Particularmente promissores são os extractos da planta Annona haematantha, cujo principal componente, a lactona argentilactona, demonstrou em estudos clínicos reduzir as cargas parasitárias até 96%. No entanto, é necessária mais investigação para confirmar a eficácia e a segurança destes tratamentos à base de plantas.
Doenças causadas por vermes: Abordagens à base de plantas para combater as helmintoses
Para além dos protozoários, as doenças causadas por vermes, as chamadas helmintoses, também representam uma ameaça considerável para a saúde. As doenças causadas por lombrigas, ténias e vermes do fígado estão particularmente disseminadas. Estes parasitas afectam não só os seres humanos mas também os animais e causam elevados custos de saúde em todo o mundo.
Fasciolose e esquistossomose: os extractos de plantas como alternativa
A fasciolose, uma doença causada por vermes do fígado do género Fasciola, afecta milhões de pessoas e animais em todo o mundo. A infeção ocorre geralmente através do consumo de plantas ou água contaminadas. Em fitoterapia, a mirra (Commiphora myrrha) demonstrou ser um remédio eficaz contra estes parasitas. A mirra danifica a casca dos parasitas, facilitando a sua morte.

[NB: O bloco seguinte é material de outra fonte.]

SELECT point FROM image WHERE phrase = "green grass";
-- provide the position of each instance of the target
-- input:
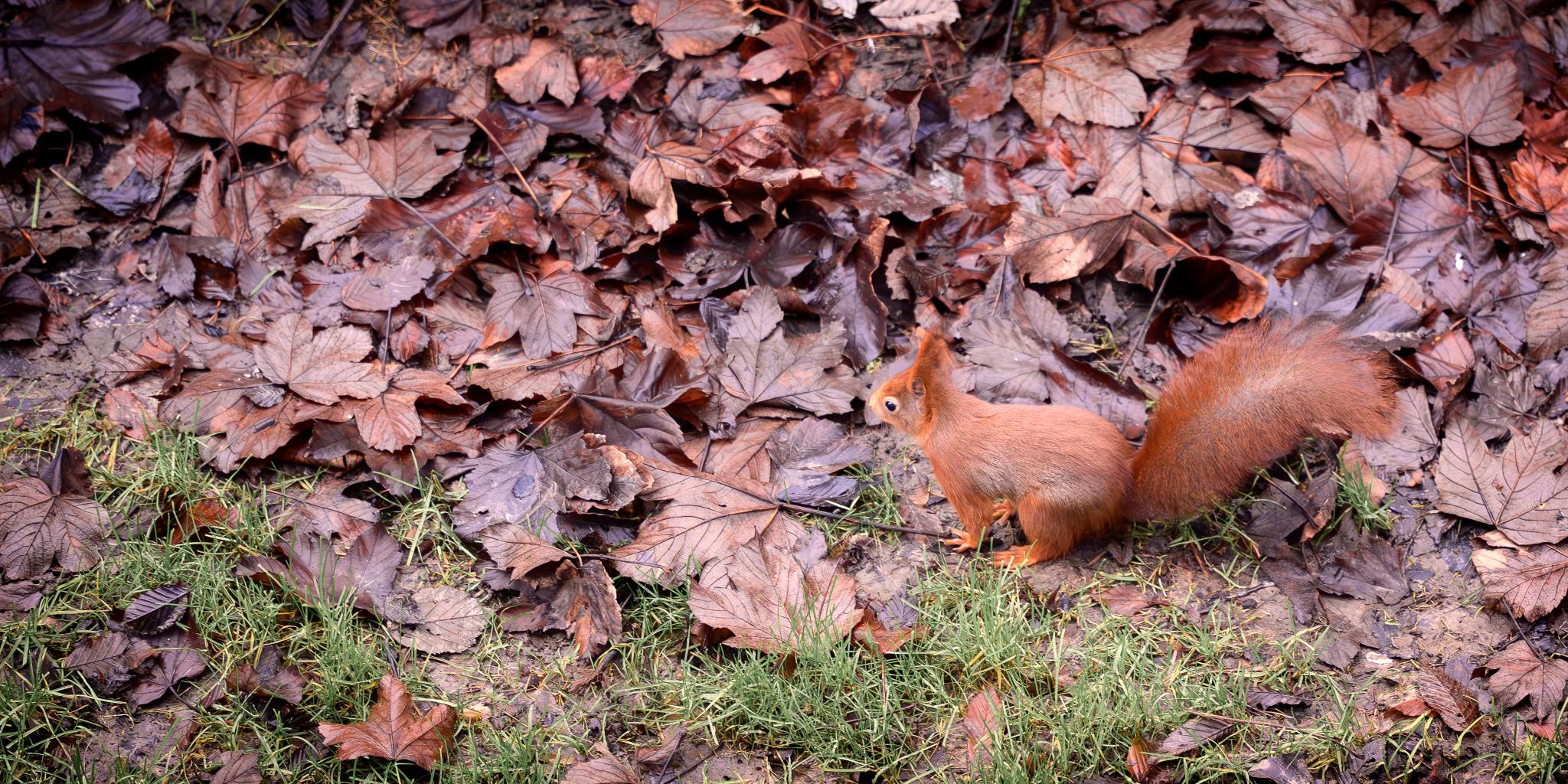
(1078, 686)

Outro exemplo é a esquistossomose, uma das infecções parasitárias mais comuns em todo o mundo, que é particularmente prevalecente nas zonas tropicais de África e da Ásia. A doença causada pelos esquistossomas afecta milhões de pessoas todos os anos. Também neste caso, a fitoterapia está a mostrar resultados promissores. Plantas como a Origanum majorana (manjerona, Fig. 2), O Ziziphus spina-christi (espinho de Cristo) e a Salvia fructicosa (salva arbustiva) mostraram efeitos antiparasitários em estudos.
Conclusão
A fitoterapia é uma alternativa promissora para o tratamento de doenças parasitárias, especialmente em tempos de resistência crescente aos medicamentos sintéticos. Os extractos de plantas não só oferecem um método de produção mais rentável, como também demonstraram ser eficazes em numerosos estudos. No entanto, o desafio continua a ser investigar mais a sua segurança e eficácia e desenvolver protocolos de tratamento normalizados. Dada a crescente ameaça global para a saúde colocada pelos parasitas, a investigação e a utilização de plantas medicinais poderão desempenhar um papel cada vez mais importante nos cuidados de saúde globais no futuro.
Fonte: Kluj A, Kosiada M, Mularczyk P, et al: A utilização da fitoterapia na luta contra as doenças parasitárias. Ann Parasitol. 2023; 69(3-4): 91-102. doi: 10.17420/ap6903/4.513. PMID: 38281734.